The similarity between the film and his real life is not lost on him.
"Talk about art imitating life," he told People. "This is such a scary situation. And you can just about drive yourself crazy thinking about how uncanny the similarities are between what's happening now and in that movie."
One of the gases released by the massive derailment was vinyl chloride, which is both toxic and flammable. A decision was made to burn the chemicals in an effort to prevent a possible explosion.

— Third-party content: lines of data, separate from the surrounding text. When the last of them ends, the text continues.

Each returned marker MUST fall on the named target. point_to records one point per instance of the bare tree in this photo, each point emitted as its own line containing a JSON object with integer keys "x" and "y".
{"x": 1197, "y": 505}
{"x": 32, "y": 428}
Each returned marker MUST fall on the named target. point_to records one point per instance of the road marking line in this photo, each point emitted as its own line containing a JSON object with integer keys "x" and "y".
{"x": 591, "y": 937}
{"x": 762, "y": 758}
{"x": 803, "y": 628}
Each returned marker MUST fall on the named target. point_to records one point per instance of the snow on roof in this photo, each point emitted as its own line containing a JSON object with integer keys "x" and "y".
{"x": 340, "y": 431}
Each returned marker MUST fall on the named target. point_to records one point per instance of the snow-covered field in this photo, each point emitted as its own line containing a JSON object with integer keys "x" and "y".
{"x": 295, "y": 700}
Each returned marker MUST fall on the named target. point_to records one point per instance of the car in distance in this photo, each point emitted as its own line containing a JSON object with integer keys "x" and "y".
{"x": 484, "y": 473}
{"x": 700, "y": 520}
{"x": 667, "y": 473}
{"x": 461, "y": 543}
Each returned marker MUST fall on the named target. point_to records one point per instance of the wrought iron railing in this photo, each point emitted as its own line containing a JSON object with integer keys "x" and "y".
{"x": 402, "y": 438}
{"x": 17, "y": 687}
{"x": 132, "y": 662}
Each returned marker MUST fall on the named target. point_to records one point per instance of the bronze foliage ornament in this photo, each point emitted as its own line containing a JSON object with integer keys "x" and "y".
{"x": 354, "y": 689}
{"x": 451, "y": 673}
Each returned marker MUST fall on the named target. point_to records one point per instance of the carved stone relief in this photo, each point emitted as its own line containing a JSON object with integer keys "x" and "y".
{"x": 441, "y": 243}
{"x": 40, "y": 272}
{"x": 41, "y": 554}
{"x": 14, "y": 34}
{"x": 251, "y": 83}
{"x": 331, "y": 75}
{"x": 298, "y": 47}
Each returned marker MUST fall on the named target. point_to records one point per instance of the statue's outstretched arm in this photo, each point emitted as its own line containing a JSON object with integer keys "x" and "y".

Mr Ratner and most of the town were told to evacuate.
He and his wife and children left town and spent just over a week crashing with friends and relatives and even at an Airbnb before the evacuation order was lifted and they returned home.
The signs of the chemicals were apparent, according to Mr Ratner.
"Once we got back, we did a lot of cleaning and let the house air out, but all those chemicals that burned create byproducts, like hydrochloric acid, in the form of a film that's been left on the surfaces of our homes," he said.
Like most of his neighbors, Mr Ratner worries about the long term health of himself and his loved ones.
"We still need answers about how to keep our families safe while also maintaining some sort of regular existence for our kids," he said.
Mr Ratner and his neighbors did get some new information, though it wasn't encouraging; the US Environmental Protection Agency notified Norfolk Southern that the train had also been carrying three other hazardous chemicals — butyl acrylate, ethyhexyl acrylate, and ethylene glycol.
The coffeeshop owner and film extra said that he actually tried to watch the movie, White Noise, during the the evacuation period. He said he couldn't finish the film.
"It wasn't something I wanted to be entertained by because, for us, it's a real-life situation," he said.